The relationship America has with Black people and freedom is worth interrogating on the annual celebration of its independence. We should be asking ourselves not only what independence and freedom mean to us, but whose freedom are we truly celebrating. We’ll likely find that it’s not our own.
When I think of the Fourth of July, the images that come to mind are ones that– while synonymous with “patriotism” from some in America– at minimum unnerve me and at worst scare me.
There’s a peculiar dichotomy between America’s celebration of its freedom and the fact that America incarcerates more people than anywhere else in the world. To be specific, almost 2 million people are currently locked behind bars in the United States. Over 400,000 of them have not yet had a trial or been convicted of a crime. They are just too poor to afford bail, as the overwhelming majority of the people funneled in and out of America’s criminal system often are.
And the people America disproportionately incarcerates are Black, thanks to a loophole the 13th Amendment provided when it purported to abolish slavery while explicitly saying except for punishment of a crime. And so, the Prison Industrial Complex was born.
A friend once told me something along the lines of, “I guess in some strange way I have to be thankful for my ancestors being forced here and…” The sentence trailed off because the objection was written on my face.
In The Souls of Black Folk, W.E.B. Du Bois uses the term double-consciousness to refer to the predicament Black Americans face, having two competing identities—that of a Black person and that of an American. What is implicitly understood in that premise is that to be American is to be white. Which is why Black Americans, Asian Americans, Latino Americans, must all specify what kind of American they are, whereas white people do not.
I don’t and would never fault my friend or any other Black American for celebrating the Fourth of July. It would never be my place to do so as someone who, while Black and living in America, is not a Black American. And in any event, it would likely be moot, as I believe most Black Americans who celebrate the Fourth do so because it’s a day off to enjoy with family or friends, not because they share my friend’s sentiments. They may not believe that a country’s celebration of its independence was meant to include the people it was enslaving—and that’s correct.
It’s a fact that more people have become privy to in recent years with Juneteenth becoming a federal holiday, as it serves as an annual reminder that Black people were not only still enslaved when America celebrated its independence, but even after slavery had allegedly ended, Black people in Texas were the last to know.
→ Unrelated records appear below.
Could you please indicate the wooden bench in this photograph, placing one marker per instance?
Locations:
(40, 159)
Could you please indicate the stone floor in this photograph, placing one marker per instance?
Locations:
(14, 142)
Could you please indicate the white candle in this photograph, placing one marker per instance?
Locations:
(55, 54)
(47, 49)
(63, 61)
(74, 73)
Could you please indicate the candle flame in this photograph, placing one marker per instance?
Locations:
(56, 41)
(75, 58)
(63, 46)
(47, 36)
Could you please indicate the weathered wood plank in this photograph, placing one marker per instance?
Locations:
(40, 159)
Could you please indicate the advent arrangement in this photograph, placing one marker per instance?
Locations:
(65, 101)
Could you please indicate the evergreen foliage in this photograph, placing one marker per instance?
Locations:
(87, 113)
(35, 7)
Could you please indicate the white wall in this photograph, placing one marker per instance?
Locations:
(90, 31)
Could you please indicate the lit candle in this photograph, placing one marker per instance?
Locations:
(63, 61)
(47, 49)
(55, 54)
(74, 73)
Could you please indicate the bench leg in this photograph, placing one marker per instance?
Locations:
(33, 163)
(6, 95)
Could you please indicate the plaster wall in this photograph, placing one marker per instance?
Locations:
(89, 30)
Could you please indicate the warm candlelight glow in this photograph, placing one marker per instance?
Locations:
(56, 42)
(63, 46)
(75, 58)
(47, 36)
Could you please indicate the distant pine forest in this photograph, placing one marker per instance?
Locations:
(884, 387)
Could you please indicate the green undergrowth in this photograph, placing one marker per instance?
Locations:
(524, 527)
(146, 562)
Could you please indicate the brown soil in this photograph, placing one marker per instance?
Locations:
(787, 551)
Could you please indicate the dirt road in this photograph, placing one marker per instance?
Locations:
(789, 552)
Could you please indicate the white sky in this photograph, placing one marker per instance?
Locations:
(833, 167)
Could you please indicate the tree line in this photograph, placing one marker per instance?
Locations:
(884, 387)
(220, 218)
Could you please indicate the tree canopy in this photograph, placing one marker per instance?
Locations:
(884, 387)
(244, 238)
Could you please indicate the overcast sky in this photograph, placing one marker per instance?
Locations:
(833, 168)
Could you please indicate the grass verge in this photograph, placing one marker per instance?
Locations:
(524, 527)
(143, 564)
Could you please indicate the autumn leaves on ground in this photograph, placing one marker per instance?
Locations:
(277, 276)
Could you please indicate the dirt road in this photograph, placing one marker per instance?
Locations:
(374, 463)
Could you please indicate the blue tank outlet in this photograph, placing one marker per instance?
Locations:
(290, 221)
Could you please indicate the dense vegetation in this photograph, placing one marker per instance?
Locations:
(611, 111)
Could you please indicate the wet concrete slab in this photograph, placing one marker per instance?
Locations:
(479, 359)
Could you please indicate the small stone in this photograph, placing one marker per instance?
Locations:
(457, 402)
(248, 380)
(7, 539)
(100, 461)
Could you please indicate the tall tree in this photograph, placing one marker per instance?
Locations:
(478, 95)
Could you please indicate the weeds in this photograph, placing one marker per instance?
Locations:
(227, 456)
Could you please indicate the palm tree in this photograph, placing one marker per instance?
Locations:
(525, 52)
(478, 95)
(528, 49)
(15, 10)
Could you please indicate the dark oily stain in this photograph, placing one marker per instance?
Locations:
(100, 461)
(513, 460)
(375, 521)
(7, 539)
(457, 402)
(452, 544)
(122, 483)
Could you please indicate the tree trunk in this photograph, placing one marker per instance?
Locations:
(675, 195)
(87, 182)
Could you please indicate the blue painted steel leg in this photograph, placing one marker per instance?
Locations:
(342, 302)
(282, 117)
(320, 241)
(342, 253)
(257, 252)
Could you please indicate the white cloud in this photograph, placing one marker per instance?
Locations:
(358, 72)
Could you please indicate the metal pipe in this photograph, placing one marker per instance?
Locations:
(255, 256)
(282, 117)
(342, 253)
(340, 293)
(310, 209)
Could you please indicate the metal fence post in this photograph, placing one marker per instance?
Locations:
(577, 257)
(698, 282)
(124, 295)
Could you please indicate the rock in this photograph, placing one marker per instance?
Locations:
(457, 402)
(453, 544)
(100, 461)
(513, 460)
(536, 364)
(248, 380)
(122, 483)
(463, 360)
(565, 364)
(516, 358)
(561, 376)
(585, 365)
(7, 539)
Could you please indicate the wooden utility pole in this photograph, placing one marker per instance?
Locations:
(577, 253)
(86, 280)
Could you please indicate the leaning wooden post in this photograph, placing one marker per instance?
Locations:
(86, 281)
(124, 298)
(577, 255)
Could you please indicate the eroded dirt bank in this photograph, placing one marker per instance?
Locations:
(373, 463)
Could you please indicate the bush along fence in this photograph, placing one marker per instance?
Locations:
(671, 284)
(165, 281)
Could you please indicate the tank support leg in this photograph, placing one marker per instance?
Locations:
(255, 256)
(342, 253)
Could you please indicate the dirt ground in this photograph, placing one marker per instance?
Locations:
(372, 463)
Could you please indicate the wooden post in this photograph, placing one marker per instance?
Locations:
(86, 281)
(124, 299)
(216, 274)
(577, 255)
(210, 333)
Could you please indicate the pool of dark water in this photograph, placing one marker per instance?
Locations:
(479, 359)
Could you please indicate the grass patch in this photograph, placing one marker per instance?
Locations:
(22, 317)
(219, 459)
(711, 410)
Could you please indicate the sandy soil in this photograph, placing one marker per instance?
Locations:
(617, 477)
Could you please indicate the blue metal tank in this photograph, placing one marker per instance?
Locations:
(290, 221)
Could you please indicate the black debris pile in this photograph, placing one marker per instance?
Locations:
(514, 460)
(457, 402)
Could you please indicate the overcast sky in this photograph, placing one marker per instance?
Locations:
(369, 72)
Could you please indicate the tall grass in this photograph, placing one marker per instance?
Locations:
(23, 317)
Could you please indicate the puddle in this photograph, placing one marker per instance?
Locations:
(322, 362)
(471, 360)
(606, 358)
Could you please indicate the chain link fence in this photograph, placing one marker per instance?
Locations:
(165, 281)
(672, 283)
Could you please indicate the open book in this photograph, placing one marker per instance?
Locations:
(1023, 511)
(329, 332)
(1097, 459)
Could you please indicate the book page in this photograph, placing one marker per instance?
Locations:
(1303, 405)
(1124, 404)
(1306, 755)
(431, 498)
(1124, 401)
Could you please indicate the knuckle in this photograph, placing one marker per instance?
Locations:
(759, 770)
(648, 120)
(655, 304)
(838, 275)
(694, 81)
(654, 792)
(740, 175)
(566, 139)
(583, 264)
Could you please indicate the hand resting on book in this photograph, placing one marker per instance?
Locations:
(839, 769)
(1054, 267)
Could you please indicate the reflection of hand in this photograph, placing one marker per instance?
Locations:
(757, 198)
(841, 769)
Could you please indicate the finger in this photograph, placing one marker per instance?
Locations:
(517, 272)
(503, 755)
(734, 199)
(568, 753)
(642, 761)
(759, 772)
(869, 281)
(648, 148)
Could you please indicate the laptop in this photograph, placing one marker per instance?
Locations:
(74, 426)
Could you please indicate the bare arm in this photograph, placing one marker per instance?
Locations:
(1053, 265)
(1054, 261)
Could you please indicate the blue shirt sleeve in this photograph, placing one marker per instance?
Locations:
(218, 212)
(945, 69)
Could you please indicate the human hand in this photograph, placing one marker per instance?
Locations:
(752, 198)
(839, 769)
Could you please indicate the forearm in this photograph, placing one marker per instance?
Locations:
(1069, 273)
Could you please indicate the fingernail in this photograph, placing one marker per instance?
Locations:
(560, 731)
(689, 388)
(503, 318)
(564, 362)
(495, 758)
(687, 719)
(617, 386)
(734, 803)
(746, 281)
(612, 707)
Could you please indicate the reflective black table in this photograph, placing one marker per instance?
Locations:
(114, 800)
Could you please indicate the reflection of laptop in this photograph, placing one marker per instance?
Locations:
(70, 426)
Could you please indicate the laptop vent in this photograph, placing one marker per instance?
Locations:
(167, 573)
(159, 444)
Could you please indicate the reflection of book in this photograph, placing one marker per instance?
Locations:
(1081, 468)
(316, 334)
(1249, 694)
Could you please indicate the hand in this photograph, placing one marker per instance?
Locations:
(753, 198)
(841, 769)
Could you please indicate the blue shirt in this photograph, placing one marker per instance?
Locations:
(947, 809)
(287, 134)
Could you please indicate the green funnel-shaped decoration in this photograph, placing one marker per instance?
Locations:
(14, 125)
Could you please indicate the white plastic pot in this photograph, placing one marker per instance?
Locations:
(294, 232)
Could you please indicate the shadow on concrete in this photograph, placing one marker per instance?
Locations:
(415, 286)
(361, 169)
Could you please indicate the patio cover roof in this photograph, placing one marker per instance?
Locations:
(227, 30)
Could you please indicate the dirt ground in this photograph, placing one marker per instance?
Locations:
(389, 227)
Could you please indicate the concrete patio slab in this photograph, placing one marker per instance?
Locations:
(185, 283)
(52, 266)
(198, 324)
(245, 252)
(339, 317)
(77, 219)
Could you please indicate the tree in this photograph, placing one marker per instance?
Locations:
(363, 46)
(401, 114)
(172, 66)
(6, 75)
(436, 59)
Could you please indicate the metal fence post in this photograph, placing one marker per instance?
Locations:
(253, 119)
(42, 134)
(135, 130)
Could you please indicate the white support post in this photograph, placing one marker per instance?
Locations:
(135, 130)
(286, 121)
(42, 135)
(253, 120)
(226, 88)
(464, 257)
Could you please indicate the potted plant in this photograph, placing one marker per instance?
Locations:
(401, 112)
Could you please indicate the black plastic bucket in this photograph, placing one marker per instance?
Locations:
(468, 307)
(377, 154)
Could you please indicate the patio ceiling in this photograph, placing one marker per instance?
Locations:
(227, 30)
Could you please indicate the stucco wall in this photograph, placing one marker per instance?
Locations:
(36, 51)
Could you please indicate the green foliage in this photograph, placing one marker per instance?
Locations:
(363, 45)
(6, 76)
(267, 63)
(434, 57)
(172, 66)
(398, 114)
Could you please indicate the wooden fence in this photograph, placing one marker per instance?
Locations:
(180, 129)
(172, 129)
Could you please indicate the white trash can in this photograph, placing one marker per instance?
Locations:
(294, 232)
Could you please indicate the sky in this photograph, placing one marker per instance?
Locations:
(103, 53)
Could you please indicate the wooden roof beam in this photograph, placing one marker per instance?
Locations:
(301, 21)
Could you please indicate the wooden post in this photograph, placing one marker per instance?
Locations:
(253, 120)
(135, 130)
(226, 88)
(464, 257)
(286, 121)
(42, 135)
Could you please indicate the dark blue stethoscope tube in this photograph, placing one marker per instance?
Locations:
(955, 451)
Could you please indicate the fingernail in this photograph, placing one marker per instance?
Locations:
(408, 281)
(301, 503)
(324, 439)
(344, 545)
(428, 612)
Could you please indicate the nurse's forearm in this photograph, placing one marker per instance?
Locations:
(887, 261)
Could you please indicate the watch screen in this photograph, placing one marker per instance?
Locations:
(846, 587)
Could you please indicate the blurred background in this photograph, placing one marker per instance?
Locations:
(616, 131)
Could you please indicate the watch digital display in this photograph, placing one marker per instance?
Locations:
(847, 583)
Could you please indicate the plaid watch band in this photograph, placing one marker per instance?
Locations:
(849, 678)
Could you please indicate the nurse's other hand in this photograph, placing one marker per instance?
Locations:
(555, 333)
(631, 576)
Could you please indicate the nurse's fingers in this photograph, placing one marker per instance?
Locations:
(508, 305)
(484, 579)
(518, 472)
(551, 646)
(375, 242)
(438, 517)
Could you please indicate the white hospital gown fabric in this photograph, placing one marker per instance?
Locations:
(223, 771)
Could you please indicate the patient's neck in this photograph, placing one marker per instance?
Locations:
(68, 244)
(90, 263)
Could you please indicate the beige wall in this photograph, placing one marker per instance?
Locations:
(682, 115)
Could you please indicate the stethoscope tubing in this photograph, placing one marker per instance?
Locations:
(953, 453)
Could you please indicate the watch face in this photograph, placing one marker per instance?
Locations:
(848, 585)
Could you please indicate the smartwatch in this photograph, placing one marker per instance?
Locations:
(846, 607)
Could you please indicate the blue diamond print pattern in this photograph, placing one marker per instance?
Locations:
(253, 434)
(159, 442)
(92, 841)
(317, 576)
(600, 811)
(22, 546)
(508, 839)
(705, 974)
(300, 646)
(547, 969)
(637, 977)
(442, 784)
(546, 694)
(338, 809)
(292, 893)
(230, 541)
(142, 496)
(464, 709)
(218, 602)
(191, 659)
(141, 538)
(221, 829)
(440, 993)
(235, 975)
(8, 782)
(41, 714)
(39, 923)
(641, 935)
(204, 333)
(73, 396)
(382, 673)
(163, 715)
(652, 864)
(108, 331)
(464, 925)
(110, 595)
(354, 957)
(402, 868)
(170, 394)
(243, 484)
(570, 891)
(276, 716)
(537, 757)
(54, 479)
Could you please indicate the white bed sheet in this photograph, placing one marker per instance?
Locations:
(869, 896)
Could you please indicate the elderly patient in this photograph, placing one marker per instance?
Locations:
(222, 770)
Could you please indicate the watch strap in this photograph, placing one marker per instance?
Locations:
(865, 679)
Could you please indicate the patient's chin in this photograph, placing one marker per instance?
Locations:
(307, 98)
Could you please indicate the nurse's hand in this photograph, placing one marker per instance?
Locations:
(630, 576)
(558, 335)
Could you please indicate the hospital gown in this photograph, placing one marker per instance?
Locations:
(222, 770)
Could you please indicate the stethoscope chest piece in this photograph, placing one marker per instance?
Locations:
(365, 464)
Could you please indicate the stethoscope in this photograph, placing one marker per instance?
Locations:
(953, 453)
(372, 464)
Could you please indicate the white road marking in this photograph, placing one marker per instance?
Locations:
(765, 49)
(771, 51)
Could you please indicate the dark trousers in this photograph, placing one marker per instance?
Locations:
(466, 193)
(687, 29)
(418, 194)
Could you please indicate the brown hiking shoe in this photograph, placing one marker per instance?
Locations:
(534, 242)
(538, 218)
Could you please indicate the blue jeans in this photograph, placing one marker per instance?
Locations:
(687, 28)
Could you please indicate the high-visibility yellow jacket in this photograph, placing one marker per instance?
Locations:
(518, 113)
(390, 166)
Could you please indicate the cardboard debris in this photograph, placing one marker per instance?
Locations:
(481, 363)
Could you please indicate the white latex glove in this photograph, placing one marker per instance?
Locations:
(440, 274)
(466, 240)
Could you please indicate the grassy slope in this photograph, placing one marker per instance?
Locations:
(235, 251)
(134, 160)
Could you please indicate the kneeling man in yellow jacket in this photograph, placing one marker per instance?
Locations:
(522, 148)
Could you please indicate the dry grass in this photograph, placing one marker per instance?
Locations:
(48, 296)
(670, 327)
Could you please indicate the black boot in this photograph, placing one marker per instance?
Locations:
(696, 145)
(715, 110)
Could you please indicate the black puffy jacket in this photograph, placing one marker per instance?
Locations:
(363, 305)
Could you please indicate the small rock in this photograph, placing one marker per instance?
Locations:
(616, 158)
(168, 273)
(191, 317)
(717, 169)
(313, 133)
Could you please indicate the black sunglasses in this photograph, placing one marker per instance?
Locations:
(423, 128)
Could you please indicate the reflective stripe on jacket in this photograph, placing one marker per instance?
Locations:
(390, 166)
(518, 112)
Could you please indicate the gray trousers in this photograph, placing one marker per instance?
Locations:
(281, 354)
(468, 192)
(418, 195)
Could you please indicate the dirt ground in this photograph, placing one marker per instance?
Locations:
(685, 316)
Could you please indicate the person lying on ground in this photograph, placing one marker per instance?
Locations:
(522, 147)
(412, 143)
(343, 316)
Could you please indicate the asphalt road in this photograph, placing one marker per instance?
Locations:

As Bree Newsome put it, “The July 4th holiday has nothing to do with the freedom of Black people, which is why white Americans have blithely, without irony, celebrated the holiday all the way through two centuries of slavery, Jim Crow & now the nullifying of the 14th amendment by SCOTUS.”
The mistake isn’t in recognizing that this country’s founders never intended that the Black people they enslaved would ever come to mind when you think of July 4th, freedom, or independence. The mistake is believing that enslavement was just a part of America’s origin story, some moment in U.S. history relegated to textbooks. The mistake is believing that what is being celebrated– and whose freedom is being celebrated– has changed. It has not.